A spate of cultural vandalism continued earlier this year when part of a buried Stone Age monument in Wales was crudely excavated and left to the elements.  

Julian Baker, a 52-year-old man from Abertridwr, Caerphilly, filmed himself unearthing the 4,500-year-old relic on Eglwysilan mountain and posted the video to Facebook, according to local heritage officials. In a first prosecution of its sort in Wales, Baker has been ordered to pay £4,400 (roughly $5,600) for its restoration. Additionally, he was given a four-month custodial sentence, suspended for two years, at the Magistrates Court in Wales, according to the BBC

The buried monument is two large sandstones with “enigmatic” cup marks carved into their surface. Experts guess that the stones “may have acted as route markers or demarcated territorial boundaries.” In the video, Baker roughly separates a panel of rock art from the stone.

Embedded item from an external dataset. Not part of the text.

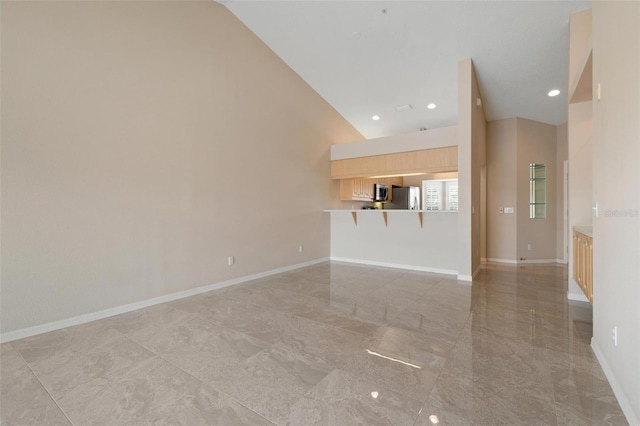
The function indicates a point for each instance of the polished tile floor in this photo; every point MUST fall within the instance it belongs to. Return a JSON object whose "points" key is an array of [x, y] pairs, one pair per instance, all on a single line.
{"points": [[331, 344]]}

Baker was charged with executing “unauthorized work affecting a scheduled monument” and acting to “destroy or damage an ancient protected monument”.

“This damage is a serious incident at a rare class of prehistoric monument in Wales,” a spokesperson for Welsh government heritage body Cadw told the BBC. “Significant archaeological information has been lost forever, and although some evidence may remain, the significance and value of the part of the monument damaged has been significantly diminished. We welcome the court’s decision in this case, the first we have submitted under section 28 of the Ancient Monuments and Archaeological Areas Act 1979.”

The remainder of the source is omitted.